Night River

I’m learning so much from the WordPress community.  I just found out there’s a beautiful form which blends prose and haiku, called haibun. Naturally I had to give it a try. Here goes.

 

 

Night River

 

There is stillness on top of the water, though it swirls and currents underneath. The river is quiet and deep in the cooling summer night, the world in black and white.

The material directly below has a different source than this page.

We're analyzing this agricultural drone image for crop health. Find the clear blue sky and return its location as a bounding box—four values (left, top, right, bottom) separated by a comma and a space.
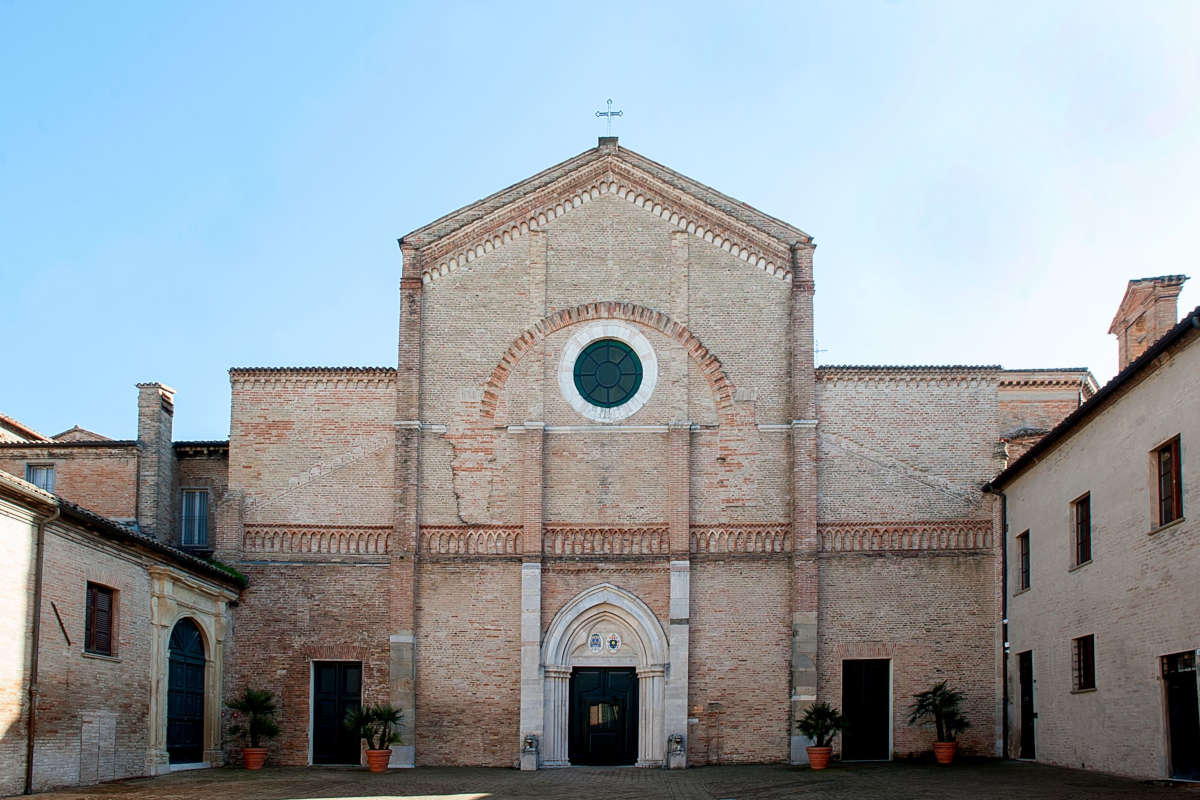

My sister says that underneath the darkness swim a multitude of carp battling for survival, pushing out the native fish with their incessant hunger, rapid reproduction, excessive growth. But can a stillness so deep really house this dramatic abundance? How can so much life be unseen, unheard? They do not sing their vitality like land creatures.

 

Warm river surface

Reflects a perfect full moon

A ripple twitches

 

Two men have lines running into the heart of the black water. One of them has pulled a gar onto shore and extracted the hook. He doesn’t want it. He rolls it toward the water, loathe to touch it any more than necessary. It comes to rest on its back, long pale belly toward the sky, little flat fins like a baby shark. It wriggles slowly, blind and mute, struggling its way down across the gray wet clay toward the water. It stops short, its body too heavy to move, eyes unable to blink against the dry bright moonlight, simple mind utterly overwhelmed. The man pokes it again with his foot, its instinctive defenses are nothing here in the light air, it can only writhe in an empty hopeless way. We all want it to go back but we can’t bring ourselves to touch its mucousy skin. There is a smell to the river (does the water smell like fish or do the fish smell like water?). It is ameobal, the smell of primordial soup, algae, microscopic life, placenta.

 

Alienated

The water won’t keep us now

She has new children

2 comments

  • I love this. My interpretation of its meaning is probably incorrect…ish. But I guess that’s the beauty of it, haha.
    Also, fishing always makes me sad. Despite their simple fishy minds, I always feel bad for the pain we cause them when fishing. Especially the dreaded swallowed hook! Even hurting the worm makes me sad though. I’m such a bleeding heart. Sticking the hook through the body of the worm – watching it writhe in pain. If there is a God, I hope he gave bugs and bottom-of-the-food chain creatures less nerve endings.

    Liked by 1 person

    • Part of it is about empathy, so you haven’t missed the point.
      Ugh, I hate the swallowed hook! The removal is always so crunchy and horrifying. Then they’re like, “Go back in the water sweetie, grow up big and strong, I set you free!” and it sinks straight to the bottom. I wish people would just eat the fish they catch.